For the education thing: education was mandatory
in France since, I think, Louis XIV or at the most since Louis XV. Thanks to the Catholic Church it was also largely free. Of course very poor peasants needed the work force of their children and were unable to send their child to school. But it is still wrong to say that asking to forbid
the education of poors and peasants was the fashion of the time. It was purely and simply a try for preventing other classes to compete with the bourgeoisie. Compare to Nazi laws forbidding education to Slavs.

Posted by: JFM   2003-10-4 3:03:16 PM  

#6  I thing Rantburg needs a French troll, you know, a Murat from Marseilles.
Posted by: Raj   2003-10-4 3:00:07 PM  

#5  Take a look at the Enlightenment philosophers: Diderot, Voltaire and their ilk were
for slavery, for restricting to the rich (on the base that the poor were not educated enough) and... for forbidding education to the poor (ie they were more reactionary than the monarchy).


I would argue that these were the fashions of their times. One truly overrated French thinker you have not mentioned is Derrida - in my view, he is a self-important moron verging on self-parody.
Posted by: Zhang Fei   2003-10-4 1:43:56 PM  

#4  Superhose

As a French let me tell that I disagree. Thinkers produced by France have usually been first rate bastards and fourth rate thinkers. Take a look at the Enlightenment philosophers: Diderot, Voltaire and their ilk were
for slavery, for restricting to the rich (on the base that the poor were not educated enough) and... for forbidding education to the poor (ie they were more reactionary than the monarchy).
Forget Voltaire's "I disagree with your opinions but I will fight to express it". This was a
hollow sentence: in practice he supported the
didcriminations and repression as long as the
victims were Catholic. The ideas of the Enlightenment philosophers are directly responsible for the horrors of the revolution.

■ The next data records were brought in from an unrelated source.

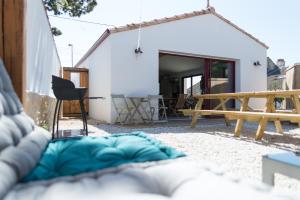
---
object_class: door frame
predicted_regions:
[204,58,236,94]
[158,50,236,94]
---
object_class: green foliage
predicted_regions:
[43,0,97,36]
[43,0,97,17]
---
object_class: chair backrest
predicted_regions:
[111,94,129,113]
[52,75,75,90]
[0,59,50,199]
[175,94,188,109]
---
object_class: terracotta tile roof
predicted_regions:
[75,7,269,67]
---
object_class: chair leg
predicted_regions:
[56,100,62,138]
[52,100,59,140]
[79,100,88,136]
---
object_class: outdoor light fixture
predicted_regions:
[134,47,144,54]
[253,61,261,66]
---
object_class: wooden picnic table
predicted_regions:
[181,90,300,140]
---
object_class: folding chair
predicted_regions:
[148,95,168,122]
[111,94,134,125]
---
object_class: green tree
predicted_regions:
[43,0,97,36]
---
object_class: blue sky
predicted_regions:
[50,0,300,66]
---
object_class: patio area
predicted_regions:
[61,119,300,191]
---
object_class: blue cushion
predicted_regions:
[23,132,185,182]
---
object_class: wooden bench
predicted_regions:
[180,90,300,140]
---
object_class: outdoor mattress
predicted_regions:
[23,132,184,182]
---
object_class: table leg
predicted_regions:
[271,103,284,134]
[220,98,231,126]
[292,95,300,128]
[255,96,274,140]
[191,98,204,128]
[262,157,274,186]
[234,97,249,137]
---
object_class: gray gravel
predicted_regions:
[62,119,300,192]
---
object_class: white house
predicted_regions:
[76,7,268,122]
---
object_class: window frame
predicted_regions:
[181,73,204,96]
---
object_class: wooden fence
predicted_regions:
[0,0,26,102]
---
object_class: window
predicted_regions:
[183,75,202,95]
[70,72,80,88]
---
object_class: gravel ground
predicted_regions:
[61,119,300,192]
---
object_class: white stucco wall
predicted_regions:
[110,14,267,113]
[78,38,112,122]
[81,14,267,122]
[26,0,61,96]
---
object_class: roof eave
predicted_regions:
[75,29,111,67]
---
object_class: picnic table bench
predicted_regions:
[180,90,300,140]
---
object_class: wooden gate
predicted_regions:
[63,67,89,117]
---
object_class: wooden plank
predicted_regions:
[220,98,231,126]
[271,102,284,134]
[255,96,275,140]
[180,109,300,121]
[235,98,255,112]
[234,97,249,137]
[191,98,204,128]
[195,90,300,99]
[292,95,300,128]
[212,98,230,110]
[1,0,26,102]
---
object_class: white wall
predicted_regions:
[78,38,112,122]
[110,14,267,115]
[26,0,61,96]
[81,14,267,122]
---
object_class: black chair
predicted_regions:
[52,76,88,139]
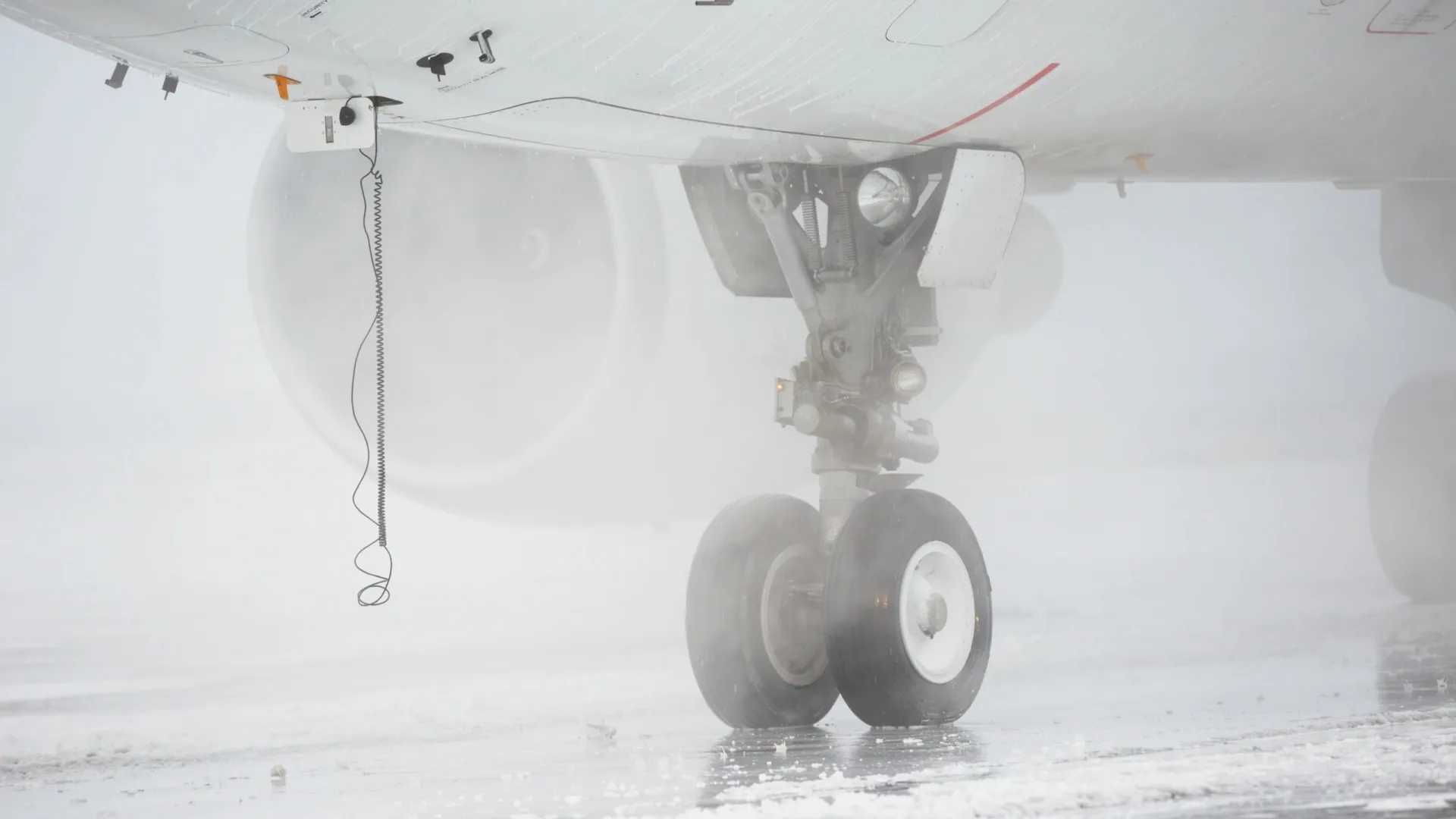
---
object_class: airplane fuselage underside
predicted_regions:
[0,0,1456,184]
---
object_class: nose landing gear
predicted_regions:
[687,155,992,729]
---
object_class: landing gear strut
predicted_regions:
[687,153,992,729]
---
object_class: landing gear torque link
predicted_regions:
[687,152,992,729]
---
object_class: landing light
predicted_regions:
[890,362,930,400]
[859,166,912,231]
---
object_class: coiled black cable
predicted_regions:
[350,107,394,606]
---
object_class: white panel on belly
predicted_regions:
[885,0,1006,46]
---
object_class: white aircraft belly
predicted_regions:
[0,0,1456,180]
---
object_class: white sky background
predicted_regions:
[0,20,1456,673]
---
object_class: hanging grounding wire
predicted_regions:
[350,111,394,606]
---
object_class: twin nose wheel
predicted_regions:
[687,490,992,729]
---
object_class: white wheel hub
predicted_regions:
[900,541,975,685]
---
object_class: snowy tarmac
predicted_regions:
[0,465,1456,819]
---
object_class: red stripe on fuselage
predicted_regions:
[910,63,1062,146]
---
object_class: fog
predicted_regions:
[0,12,1456,804]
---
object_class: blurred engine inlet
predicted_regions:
[247,131,1060,525]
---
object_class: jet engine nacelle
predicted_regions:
[247,131,1059,525]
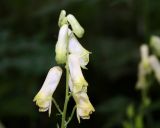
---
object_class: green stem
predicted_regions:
[61,46,70,128]
[66,105,76,125]
[52,98,62,115]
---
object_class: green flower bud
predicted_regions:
[67,14,84,38]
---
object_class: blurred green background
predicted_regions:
[0,0,160,128]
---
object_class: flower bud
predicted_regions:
[69,33,91,69]
[150,36,160,56]
[69,77,95,123]
[55,24,68,64]
[67,14,84,38]
[58,10,67,27]
[33,66,62,116]
[149,55,160,82]
[68,54,88,93]
[136,44,151,89]
[73,92,95,123]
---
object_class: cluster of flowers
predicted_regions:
[33,10,95,122]
[136,36,160,89]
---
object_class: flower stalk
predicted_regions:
[34,10,95,128]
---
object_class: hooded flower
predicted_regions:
[149,55,160,82]
[150,36,160,57]
[69,33,90,69]
[67,14,84,38]
[136,45,151,89]
[55,24,68,64]
[68,54,88,93]
[58,10,67,27]
[33,66,62,116]
[69,77,95,123]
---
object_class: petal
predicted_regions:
[150,36,160,57]
[68,54,88,93]
[33,66,62,115]
[69,33,91,69]
[73,92,95,123]
[58,10,67,27]
[55,24,68,64]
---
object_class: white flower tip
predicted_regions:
[140,44,149,59]
[58,10,67,27]
[150,36,160,46]
[55,24,68,64]
[49,66,62,73]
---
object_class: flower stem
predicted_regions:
[61,41,70,128]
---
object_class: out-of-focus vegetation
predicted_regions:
[0,0,160,128]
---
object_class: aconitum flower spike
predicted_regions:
[136,44,151,89]
[58,10,67,27]
[69,77,95,123]
[150,36,160,57]
[55,24,68,64]
[149,55,160,82]
[69,33,91,69]
[68,54,88,93]
[33,66,62,116]
[67,14,84,38]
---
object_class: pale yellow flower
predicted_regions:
[68,54,88,93]
[58,10,67,27]
[136,44,151,89]
[150,36,160,56]
[55,24,68,64]
[69,77,95,123]
[33,66,62,116]
[67,14,84,38]
[69,33,91,69]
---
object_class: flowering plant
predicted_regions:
[33,10,95,128]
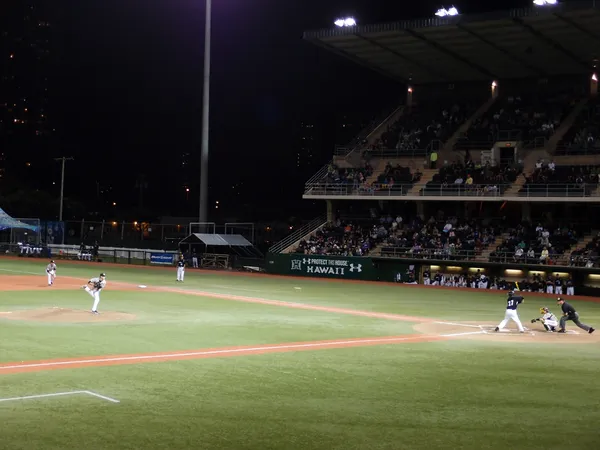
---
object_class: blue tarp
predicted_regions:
[0,208,38,231]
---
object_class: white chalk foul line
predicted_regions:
[433,322,481,330]
[0,391,121,403]
[0,331,482,373]
[440,331,486,337]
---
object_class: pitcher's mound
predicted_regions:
[0,306,135,323]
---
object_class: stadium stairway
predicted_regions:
[554,230,598,266]
[504,171,535,197]
[438,97,498,162]
[475,233,509,262]
[546,98,588,155]
[366,156,428,184]
[406,169,440,195]
[269,214,327,253]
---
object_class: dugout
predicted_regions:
[179,233,264,272]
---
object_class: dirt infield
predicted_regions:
[0,334,450,375]
[0,255,600,303]
[413,321,600,344]
[0,275,136,292]
[0,306,135,323]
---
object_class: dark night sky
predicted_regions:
[44,0,531,219]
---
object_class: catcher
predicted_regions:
[531,306,558,333]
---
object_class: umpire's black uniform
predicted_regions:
[556,297,596,334]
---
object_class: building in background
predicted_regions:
[0,1,55,185]
[295,121,321,170]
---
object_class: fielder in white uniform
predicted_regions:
[531,306,558,333]
[81,273,106,314]
[494,291,525,333]
[46,260,56,286]
[177,257,185,281]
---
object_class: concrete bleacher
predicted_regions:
[555,99,600,155]
[519,161,600,197]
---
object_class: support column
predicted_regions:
[325,200,336,222]
[406,86,413,108]
[521,202,531,222]
[417,200,427,221]
[491,81,498,98]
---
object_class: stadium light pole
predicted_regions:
[199,0,212,232]
[54,156,73,222]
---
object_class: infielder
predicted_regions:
[531,306,558,332]
[177,256,185,282]
[556,297,596,334]
[46,260,56,286]
[494,291,525,333]
[81,273,106,314]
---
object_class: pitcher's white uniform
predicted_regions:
[46,261,56,286]
[81,273,106,314]
[494,291,525,333]
[177,258,185,281]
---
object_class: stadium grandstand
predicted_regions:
[270,1,600,294]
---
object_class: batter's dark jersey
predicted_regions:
[560,302,577,317]
[506,295,523,311]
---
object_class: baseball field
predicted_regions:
[0,259,600,450]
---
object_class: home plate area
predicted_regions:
[414,321,600,344]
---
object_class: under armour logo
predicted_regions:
[350,264,362,273]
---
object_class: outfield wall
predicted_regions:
[265,253,600,297]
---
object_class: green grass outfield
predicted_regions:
[0,260,600,450]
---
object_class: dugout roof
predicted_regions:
[304,0,600,85]
[180,233,252,247]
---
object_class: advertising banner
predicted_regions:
[150,253,175,265]
[267,253,375,280]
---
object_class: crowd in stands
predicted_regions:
[371,103,475,152]
[406,268,575,295]
[324,162,373,187]
[558,100,600,154]
[457,94,575,148]
[490,223,578,264]
[382,216,499,260]
[323,162,423,194]
[425,153,521,195]
[521,160,600,196]
[370,162,423,190]
[294,219,387,256]
[569,233,600,267]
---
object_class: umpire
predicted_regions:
[556,297,596,334]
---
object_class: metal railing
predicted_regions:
[381,245,569,266]
[304,183,412,197]
[496,130,523,142]
[517,184,600,198]
[269,214,327,253]
[419,183,510,197]
[305,105,404,191]
[523,136,548,150]
[452,137,495,151]
[361,143,442,158]
[305,183,600,198]
[554,147,600,156]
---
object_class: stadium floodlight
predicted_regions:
[435,6,458,17]
[333,17,356,28]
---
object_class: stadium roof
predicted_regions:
[304,0,600,84]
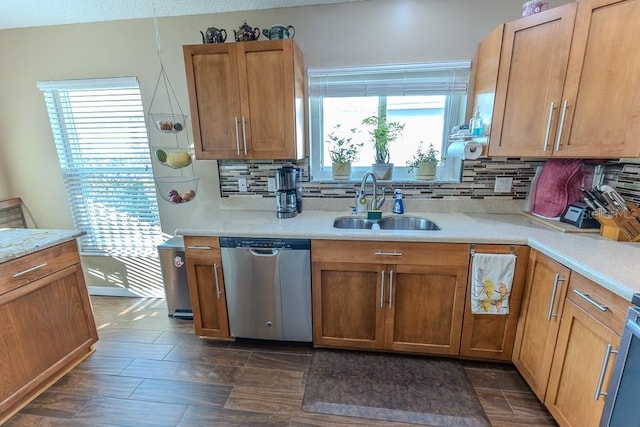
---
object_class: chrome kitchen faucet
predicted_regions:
[360,172,386,211]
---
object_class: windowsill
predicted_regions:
[310,178,460,185]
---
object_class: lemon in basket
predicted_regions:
[156,149,167,163]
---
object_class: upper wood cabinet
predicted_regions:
[489,3,576,156]
[183,39,305,160]
[489,0,640,158]
[311,241,469,354]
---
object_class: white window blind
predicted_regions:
[38,77,163,256]
[308,61,471,97]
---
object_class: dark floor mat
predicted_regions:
[302,350,490,427]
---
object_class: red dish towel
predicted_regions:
[531,159,582,218]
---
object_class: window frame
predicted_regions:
[38,77,166,256]
[307,61,471,182]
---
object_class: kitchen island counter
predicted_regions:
[0,228,84,263]
[176,210,640,301]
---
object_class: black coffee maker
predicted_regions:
[275,166,302,218]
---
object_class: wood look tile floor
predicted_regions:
[6,297,556,427]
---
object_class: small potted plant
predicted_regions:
[326,125,364,179]
[362,105,404,179]
[407,141,440,179]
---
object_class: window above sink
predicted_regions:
[308,61,470,182]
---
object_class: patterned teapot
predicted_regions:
[200,27,227,43]
[262,25,296,40]
[233,21,260,42]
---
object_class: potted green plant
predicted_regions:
[362,105,404,179]
[407,141,440,179]
[326,125,364,179]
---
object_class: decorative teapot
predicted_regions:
[262,25,296,40]
[200,27,227,43]
[233,21,260,42]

Now let's take a look at Sartre who as a philosopher was only a dumbed down Heidegger,
who didn't take part i the Resistance and whose
career was in no small part due to the support
of communist networkQ.


About the next generation of intellectuals: Bernard Henri Levy and Glucksman have spoken
against the anti-American hysteria. But they
are fifty something and dont have direct access
to media. Baverez (author of "La France qui
tombe") is strongly anti-american but at least
he is lucid and doesn't want a clash for the sake
of it. Begbeider (the guy who designed the
propaganda for the communist party, who got historical lows) has just written a repugnant
novel entitled "Windows of the world" where
the people trapped in WTC spending their last
minutes fist-fucking. He is still a moderate
compared to Nabe. However I have to say that
I never heard of the later two (Begbeder and Nabe)
as philosophers or thinkers. AFAIK they are
novelists but fashionable ones. I hope they will
not get more tha five minutes of fame.

Posted by: JFM   2003-10-4 11:47:18 AM  

#3  TGA

France and Germany have produced some grat thinkers throughout history. Are the new generation of intellectuals offering any solutions? The US and Britain have both been through periods where we looked to be following bad models leading nowhere.
Posted by: Superhose   2003-10-4 10:06:43 AM  

#2   TGA >> Great post. At least a few inside of France can see exactly what the rest of the world already does.
Posted by: Paul   2003-10-4 7:58:52 AM  

#1  Reality always sets in the morning after.